After reading this post, it occurs to me that a Westercon at John Ascuaga's Nugget could do worse than to use a steampunk-style mascot named "Sparks Nevada."
The real challenge with a Westercon in the Reno area is that I have yet to find a hotel that is right-sized the way the Sacramento Hilton is. Although I've heard some (sometimes justified) complaints and lukewarm reviews of Westercon 66, overall I think the fact that we "owned the hotel" and had slightly too little room meant that the social aspect of the convention was much better than facilities that have dozens of rooms, thereby allowing Programming to Never Say No, resulting in 27 program tracks, each of which has five people on a head table and two in the audience.
(It is possible that if WC66 had had 50-in-60-minute panels (instead of 60-in-75), they could have put in a few more slots; however, there still would have been a lot of saying No. I like those fifteen-minute breaks myself, and I was impressed at how many panels really did stick to 60 minutes instead of trying to use 80, the way so many 50-in-60s try to make 70-minute panels and don't get out of the way at 50 minutes.)

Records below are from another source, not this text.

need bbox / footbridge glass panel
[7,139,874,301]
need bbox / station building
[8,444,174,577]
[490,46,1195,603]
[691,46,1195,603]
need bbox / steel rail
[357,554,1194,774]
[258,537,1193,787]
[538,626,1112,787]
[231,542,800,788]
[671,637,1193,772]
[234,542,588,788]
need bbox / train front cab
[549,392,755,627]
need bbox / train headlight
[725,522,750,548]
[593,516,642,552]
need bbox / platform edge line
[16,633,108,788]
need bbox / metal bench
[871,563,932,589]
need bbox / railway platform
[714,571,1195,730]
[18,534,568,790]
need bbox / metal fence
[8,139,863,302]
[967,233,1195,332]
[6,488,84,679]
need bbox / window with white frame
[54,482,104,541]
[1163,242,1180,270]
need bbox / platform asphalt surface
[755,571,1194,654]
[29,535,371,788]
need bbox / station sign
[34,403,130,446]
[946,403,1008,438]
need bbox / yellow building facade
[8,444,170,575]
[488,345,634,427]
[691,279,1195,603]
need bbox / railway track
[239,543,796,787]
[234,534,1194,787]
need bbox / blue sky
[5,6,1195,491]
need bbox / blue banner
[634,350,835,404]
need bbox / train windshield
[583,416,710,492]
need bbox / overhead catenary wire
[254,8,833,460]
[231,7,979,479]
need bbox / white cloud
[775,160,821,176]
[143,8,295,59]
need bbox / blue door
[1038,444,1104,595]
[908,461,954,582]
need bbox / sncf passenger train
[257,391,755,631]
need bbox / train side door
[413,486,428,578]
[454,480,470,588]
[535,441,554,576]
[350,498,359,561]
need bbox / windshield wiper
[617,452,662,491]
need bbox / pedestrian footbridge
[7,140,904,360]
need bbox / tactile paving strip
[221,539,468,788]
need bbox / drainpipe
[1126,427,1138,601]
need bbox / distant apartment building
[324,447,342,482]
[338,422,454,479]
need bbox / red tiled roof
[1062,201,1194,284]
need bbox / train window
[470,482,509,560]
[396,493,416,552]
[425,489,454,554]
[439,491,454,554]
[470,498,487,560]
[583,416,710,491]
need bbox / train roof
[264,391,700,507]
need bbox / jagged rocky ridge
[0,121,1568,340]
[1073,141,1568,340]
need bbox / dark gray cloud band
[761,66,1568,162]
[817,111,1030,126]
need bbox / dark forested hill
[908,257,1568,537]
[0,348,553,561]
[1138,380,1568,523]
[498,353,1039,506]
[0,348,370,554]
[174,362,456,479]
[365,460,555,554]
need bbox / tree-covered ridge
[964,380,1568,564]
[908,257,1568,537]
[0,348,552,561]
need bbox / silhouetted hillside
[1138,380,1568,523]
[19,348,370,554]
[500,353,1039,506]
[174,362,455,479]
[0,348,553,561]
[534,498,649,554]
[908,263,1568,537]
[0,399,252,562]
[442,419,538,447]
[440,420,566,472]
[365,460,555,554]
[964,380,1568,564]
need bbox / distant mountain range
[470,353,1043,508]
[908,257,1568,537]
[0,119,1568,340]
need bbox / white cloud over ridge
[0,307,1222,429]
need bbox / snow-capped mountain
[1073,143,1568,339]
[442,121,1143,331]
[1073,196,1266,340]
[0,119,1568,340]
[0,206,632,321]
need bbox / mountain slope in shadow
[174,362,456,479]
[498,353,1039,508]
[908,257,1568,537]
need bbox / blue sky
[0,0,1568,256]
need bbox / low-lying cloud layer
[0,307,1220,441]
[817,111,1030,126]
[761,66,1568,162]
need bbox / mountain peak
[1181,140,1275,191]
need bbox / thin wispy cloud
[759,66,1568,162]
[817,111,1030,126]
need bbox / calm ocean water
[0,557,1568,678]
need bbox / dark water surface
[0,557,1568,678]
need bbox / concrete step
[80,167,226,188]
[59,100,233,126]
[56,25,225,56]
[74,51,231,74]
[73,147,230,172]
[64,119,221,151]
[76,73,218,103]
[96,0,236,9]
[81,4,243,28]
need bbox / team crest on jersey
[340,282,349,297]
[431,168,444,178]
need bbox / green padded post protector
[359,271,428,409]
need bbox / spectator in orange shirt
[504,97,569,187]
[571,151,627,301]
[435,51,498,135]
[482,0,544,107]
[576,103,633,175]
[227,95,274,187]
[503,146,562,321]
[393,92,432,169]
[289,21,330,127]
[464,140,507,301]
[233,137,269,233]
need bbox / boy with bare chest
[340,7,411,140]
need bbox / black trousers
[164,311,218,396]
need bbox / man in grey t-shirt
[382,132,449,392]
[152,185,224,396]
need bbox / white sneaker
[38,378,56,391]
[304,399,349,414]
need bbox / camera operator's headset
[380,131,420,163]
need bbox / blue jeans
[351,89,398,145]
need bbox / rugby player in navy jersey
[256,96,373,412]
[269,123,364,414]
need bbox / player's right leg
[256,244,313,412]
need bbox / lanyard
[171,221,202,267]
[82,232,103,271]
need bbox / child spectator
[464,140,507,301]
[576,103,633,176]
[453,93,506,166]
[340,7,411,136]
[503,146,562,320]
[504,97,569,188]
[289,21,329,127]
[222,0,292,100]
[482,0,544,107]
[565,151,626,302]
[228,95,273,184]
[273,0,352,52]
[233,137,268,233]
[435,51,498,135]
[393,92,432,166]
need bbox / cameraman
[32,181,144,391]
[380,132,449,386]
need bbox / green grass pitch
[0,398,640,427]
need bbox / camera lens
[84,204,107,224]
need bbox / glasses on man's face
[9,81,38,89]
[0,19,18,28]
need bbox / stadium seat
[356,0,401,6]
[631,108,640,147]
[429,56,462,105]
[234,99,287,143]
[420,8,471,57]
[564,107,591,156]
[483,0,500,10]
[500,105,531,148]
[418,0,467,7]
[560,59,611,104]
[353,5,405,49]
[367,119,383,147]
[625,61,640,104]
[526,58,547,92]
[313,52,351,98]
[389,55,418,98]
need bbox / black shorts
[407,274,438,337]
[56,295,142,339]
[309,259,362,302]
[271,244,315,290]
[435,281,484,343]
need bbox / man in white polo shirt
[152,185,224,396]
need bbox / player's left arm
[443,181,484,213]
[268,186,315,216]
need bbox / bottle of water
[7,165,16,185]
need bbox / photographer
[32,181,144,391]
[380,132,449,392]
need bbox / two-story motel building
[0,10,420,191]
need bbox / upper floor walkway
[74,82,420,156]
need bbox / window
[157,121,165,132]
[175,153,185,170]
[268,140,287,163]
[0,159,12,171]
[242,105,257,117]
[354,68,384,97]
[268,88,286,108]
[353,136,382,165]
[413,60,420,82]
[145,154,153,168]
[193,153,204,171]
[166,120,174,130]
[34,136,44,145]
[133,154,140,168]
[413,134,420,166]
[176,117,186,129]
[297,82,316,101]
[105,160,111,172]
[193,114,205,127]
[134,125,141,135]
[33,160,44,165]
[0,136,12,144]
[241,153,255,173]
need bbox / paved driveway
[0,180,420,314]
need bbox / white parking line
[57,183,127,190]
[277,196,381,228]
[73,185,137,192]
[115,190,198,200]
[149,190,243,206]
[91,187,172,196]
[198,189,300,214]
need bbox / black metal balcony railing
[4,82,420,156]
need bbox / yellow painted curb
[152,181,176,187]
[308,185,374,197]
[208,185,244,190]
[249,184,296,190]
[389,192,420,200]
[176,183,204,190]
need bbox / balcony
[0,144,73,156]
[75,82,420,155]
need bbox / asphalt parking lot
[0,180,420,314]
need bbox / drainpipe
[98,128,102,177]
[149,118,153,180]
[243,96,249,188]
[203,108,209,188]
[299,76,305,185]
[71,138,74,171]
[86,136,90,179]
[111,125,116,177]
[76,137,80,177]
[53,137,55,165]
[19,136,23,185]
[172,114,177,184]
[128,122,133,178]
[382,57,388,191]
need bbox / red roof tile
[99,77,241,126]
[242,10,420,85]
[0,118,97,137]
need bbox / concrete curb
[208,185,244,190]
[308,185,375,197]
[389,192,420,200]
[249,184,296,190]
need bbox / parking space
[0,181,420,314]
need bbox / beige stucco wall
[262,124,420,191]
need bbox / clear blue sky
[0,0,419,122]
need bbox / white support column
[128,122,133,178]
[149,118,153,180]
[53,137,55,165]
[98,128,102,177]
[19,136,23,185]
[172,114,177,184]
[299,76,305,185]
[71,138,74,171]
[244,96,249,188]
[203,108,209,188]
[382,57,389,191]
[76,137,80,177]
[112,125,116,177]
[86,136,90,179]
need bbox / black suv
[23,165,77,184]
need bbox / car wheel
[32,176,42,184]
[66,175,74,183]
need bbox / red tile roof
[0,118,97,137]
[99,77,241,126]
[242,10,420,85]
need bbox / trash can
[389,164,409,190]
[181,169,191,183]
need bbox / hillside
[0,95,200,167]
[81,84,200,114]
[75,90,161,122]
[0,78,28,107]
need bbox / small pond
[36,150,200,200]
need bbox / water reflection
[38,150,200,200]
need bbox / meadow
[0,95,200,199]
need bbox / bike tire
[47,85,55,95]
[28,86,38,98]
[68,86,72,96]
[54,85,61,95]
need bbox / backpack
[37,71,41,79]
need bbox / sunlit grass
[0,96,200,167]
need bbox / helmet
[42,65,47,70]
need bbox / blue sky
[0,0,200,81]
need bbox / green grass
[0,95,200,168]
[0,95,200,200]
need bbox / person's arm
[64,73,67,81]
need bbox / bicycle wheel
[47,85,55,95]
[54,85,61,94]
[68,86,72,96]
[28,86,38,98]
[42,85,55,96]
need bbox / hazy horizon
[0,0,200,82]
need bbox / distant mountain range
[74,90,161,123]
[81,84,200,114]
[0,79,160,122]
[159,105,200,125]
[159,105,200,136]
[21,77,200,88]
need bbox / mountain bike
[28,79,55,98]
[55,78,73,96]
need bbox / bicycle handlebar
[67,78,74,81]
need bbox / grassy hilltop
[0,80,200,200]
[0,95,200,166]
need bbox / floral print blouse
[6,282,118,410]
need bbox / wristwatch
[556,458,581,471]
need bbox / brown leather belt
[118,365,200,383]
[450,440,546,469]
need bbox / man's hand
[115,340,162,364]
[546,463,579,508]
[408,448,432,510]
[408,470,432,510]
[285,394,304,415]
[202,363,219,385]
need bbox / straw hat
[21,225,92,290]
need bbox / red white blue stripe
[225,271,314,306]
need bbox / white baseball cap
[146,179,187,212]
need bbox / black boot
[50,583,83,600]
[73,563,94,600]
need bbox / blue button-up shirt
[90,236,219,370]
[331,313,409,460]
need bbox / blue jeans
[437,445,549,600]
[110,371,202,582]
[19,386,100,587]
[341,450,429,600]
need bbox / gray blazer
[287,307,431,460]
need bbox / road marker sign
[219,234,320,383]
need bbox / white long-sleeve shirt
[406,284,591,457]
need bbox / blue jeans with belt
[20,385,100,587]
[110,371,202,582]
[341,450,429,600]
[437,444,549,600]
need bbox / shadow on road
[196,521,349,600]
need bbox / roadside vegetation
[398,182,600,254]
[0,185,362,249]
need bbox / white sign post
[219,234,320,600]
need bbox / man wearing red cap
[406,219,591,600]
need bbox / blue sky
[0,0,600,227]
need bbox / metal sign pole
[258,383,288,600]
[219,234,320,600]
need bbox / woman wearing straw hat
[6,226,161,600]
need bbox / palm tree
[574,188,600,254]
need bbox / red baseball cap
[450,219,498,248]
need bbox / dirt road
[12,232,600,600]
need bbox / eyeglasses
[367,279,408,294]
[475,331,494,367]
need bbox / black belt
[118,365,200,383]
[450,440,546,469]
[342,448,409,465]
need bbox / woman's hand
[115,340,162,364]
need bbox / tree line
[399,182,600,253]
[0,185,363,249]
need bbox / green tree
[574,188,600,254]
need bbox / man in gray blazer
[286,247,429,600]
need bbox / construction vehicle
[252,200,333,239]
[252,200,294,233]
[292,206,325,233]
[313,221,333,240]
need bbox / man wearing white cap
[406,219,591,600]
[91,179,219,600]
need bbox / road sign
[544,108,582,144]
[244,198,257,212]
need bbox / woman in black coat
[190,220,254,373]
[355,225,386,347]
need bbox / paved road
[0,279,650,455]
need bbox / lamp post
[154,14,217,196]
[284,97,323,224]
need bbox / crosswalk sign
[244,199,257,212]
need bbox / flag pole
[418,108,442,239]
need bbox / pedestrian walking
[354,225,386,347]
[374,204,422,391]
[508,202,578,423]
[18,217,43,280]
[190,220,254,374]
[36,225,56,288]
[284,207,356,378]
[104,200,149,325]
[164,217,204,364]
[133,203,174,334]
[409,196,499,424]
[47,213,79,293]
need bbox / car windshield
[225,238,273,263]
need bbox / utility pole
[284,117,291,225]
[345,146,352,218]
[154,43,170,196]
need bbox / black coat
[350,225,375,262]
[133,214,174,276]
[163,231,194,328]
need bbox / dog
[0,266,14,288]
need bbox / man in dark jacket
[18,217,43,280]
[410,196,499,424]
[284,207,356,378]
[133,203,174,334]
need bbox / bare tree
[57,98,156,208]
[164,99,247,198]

The Reno/Sparks-area hotels I've reviewed so far (I can't go into a hotel without sizing it up for conventions) are all too large. We could make something happen in them, but the 800 people we expect for a Westercon could easily vanish like a drop of ink in a barrel of water at most facilities. The reason Westercon 66 worked as well as it did was that nearly everyone in the building was One of Us. That doesn't work when there are thousands of other people there while your 800 people are struggling to find each other.